Block Storage
Definition
Storage that divides data into fixed-size blocks, similar to traditional hard drives, providing high performance for databases and applications.
Use Cases
- Netflix: Running stateful components and databases that require durable, low-latency disk attached to compute instances — Uses AWS infrastructure where block storage (EBS) is commonly used to provide persistent volumes for EC2-based workloads; data protection is typically handled with snapshots and replication patterns appropriate to the service (Enables reliable persistence and predictable performance for stateful services while keeping compute instances replaceable and scalable)
- Airbnb: Supporting production databases and other stateful workloads on cloud virtual machines — Uses AWS and commonly relies on EBS-backed storage for EC2 instances running stateful services; operational practices typically include monitoring disk performance, right-sizing volumes, and using snapshots for backup/restore workflows (Provides durable storage independent of instance lifecycle, improving operational resilience and simplifying recovery processes)
Provider Equivalents
- AWS: Amazon Elastic Block Store (EBS)
- Azure: Azure Managed Disks
- GCP: Google Persistent Disk
- OCI: OCI Block Volume
Frequently Asked Questions
- What's the difference between block storage and object storage?
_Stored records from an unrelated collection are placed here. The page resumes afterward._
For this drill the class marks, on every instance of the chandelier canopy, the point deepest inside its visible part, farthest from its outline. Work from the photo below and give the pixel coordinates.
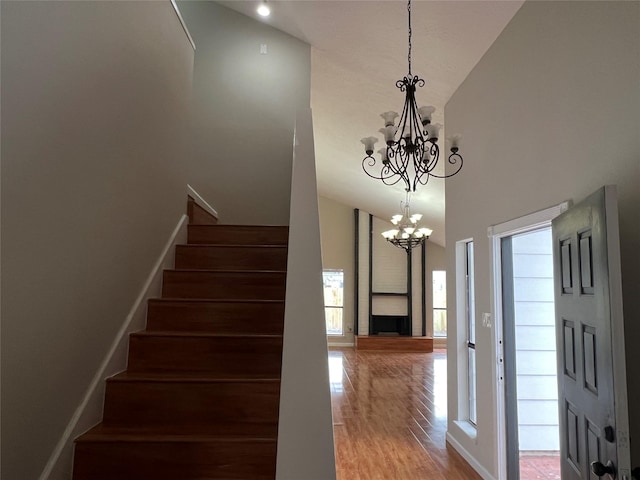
(412, 152)
(408, 233)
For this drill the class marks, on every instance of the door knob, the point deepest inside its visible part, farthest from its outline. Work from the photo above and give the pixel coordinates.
(600, 470)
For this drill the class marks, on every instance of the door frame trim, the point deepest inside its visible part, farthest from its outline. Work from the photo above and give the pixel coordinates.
(617, 333)
(496, 233)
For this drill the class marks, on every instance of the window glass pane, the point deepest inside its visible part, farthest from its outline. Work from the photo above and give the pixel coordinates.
(471, 314)
(333, 316)
(333, 281)
(473, 417)
(439, 323)
(439, 289)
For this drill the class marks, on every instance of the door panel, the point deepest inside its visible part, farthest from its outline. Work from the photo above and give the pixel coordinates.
(584, 323)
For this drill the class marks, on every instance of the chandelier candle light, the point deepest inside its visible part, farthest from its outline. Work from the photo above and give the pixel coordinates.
(411, 153)
(407, 234)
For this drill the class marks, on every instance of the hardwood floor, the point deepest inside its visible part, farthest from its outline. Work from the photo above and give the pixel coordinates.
(390, 417)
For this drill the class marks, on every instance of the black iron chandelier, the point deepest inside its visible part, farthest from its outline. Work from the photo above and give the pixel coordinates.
(411, 153)
(407, 234)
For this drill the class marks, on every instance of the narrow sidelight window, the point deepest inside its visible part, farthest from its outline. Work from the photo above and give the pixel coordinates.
(471, 331)
(439, 303)
(333, 281)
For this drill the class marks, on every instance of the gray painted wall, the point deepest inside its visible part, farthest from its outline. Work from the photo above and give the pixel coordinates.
(390, 275)
(550, 113)
(94, 104)
(244, 112)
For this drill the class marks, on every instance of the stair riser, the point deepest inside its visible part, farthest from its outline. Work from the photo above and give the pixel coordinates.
(223, 408)
(230, 258)
(238, 235)
(174, 460)
(214, 356)
(224, 285)
(218, 317)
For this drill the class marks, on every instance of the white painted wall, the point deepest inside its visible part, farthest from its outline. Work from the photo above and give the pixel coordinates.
(95, 98)
(550, 113)
(305, 426)
(535, 341)
(244, 112)
(338, 250)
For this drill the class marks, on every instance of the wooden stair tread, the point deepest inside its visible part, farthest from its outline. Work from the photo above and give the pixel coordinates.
(100, 433)
(200, 396)
(230, 245)
(215, 300)
(188, 377)
(178, 333)
(223, 272)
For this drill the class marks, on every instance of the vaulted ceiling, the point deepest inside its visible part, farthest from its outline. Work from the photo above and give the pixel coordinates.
(358, 52)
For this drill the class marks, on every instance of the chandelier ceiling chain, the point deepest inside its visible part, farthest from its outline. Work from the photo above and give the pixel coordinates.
(412, 152)
(407, 234)
(409, 54)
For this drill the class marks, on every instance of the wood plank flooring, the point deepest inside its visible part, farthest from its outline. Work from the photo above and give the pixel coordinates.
(390, 417)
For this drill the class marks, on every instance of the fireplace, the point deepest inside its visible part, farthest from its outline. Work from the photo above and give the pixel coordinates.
(390, 325)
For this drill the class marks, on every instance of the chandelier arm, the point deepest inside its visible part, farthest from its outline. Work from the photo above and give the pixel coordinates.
(409, 53)
(370, 161)
(454, 158)
(414, 155)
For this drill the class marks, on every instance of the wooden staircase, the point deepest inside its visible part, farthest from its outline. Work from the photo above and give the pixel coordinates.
(200, 396)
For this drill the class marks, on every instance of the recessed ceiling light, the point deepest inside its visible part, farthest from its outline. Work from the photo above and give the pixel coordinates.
(264, 10)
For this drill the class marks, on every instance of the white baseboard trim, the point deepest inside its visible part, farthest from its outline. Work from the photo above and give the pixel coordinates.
(440, 342)
(201, 201)
(89, 412)
(469, 458)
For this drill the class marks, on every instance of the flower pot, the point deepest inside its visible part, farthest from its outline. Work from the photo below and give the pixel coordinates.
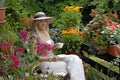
(114, 50)
(2, 15)
(28, 22)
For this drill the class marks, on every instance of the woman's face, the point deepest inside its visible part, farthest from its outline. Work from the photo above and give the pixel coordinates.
(42, 24)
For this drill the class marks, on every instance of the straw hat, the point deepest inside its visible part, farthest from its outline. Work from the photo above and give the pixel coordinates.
(42, 16)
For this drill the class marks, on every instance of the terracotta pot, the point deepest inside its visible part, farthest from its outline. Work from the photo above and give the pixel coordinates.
(114, 50)
(2, 14)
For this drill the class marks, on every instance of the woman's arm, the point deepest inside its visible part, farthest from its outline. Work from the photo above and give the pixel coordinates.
(41, 58)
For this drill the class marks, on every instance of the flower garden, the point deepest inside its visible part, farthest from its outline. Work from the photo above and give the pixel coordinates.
(88, 28)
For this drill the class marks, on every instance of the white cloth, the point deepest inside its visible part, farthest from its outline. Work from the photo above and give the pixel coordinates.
(70, 64)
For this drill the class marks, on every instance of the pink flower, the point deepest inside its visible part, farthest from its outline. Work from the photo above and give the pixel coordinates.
(15, 61)
(115, 15)
(43, 48)
(112, 27)
(97, 32)
(13, 65)
(2, 69)
(4, 44)
(107, 20)
(24, 32)
(23, 35)
(20, 50)
(3, 58)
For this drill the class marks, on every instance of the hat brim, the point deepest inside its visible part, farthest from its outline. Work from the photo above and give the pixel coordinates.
(50, 19)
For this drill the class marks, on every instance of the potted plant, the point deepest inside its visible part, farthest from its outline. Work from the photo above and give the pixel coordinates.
(2, 11)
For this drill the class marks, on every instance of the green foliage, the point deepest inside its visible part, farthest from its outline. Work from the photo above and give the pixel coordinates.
(7, 32)
(69, 19)
(71, 42)
(117, 35)
(108, 5)
(2, 2)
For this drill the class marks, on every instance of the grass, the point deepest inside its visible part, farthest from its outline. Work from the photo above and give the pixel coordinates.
(103, 62)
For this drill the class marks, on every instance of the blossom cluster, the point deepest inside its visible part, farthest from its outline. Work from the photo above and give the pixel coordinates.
(15, 61)
(72, 8)
(43, 48)
(55, 35)
(23, 35)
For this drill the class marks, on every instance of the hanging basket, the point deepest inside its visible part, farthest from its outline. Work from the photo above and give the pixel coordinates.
(114, 50)
(2, 15)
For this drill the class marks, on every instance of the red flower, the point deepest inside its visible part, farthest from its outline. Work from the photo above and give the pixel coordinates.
(3, 58)
(115, 15)
(19, 50)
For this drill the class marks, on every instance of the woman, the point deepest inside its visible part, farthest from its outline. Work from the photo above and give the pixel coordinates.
(70, 64)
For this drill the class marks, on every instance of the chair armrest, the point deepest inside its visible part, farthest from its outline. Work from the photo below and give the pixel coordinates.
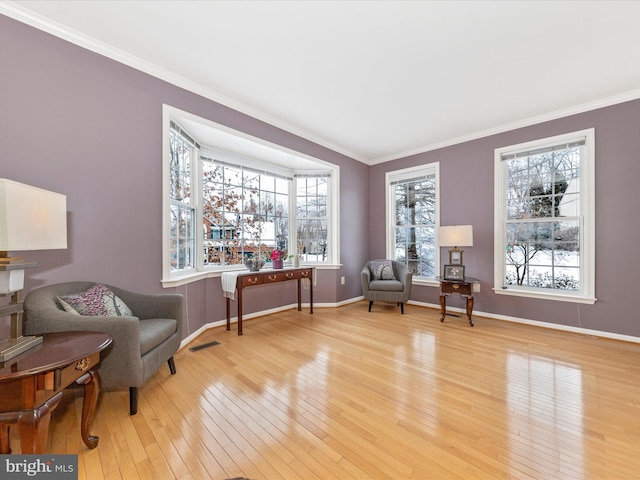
(145, 306)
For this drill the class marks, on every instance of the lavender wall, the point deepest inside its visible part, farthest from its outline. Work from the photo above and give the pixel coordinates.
(470, 167)
(78, 123)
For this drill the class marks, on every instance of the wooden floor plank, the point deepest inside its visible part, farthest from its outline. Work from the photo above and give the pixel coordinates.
(345, 393)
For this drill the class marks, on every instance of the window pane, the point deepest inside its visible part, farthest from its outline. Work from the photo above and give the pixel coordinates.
(179, 168)
(182, 241)
(243, 215)
(311, 218)
(542, 208)
(415, 219)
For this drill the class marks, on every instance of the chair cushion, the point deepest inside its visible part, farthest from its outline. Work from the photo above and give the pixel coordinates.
(98, 300)
(386, 285)
(382, 270)
(154, 331)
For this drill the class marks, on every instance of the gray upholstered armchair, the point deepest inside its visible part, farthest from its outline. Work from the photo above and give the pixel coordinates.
(386, 281)
(142, 342)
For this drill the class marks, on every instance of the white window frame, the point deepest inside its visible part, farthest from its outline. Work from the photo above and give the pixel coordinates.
(587, 213)
(271, 157)
(403, 175)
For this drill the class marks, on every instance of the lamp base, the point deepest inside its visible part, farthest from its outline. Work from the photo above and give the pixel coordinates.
(12, 347)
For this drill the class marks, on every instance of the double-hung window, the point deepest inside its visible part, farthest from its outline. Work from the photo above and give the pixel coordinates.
(182, 207)
(412, 218)
(226, 202)
(544, 233)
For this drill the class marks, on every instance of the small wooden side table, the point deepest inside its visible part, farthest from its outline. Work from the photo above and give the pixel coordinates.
(31, 386)
(464, 288)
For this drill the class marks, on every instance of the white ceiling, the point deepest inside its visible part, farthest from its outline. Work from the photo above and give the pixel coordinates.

- Block storage looks like a raw disk you attach to a server (you format it with a file system and read/write blocks). Object storage stores data as objects in buckets (accessed via an API/HTTP) and is better for files, backups, media, and large-scale unstructured data. Block storage is typically lower-latency for databases and VM disks; object storage is typically cheaper and scales massively.
- When should I use block storage?
- Use block storage when you need a disk-like device with consistent low latency and you control the file system or database layout. Common cases: VM boot volumes, database data files (SQL/NoSQL), transactional applications, container persistent volumes, and workloads needing high IOPS or predictable throughput.
- How much does block storage cost?
- Pricing is usually based on (1) provisioned capacity (GB per month), (2) performance tier (e.g., SSD vs HDD, provisioned IOPS/throughput), and (3) snapshots/backups stored. You may also pay for cross-zone/region replication or data transfer in some designs. Costs rise with higher IOPS/throughput tiers and frequent snapshots.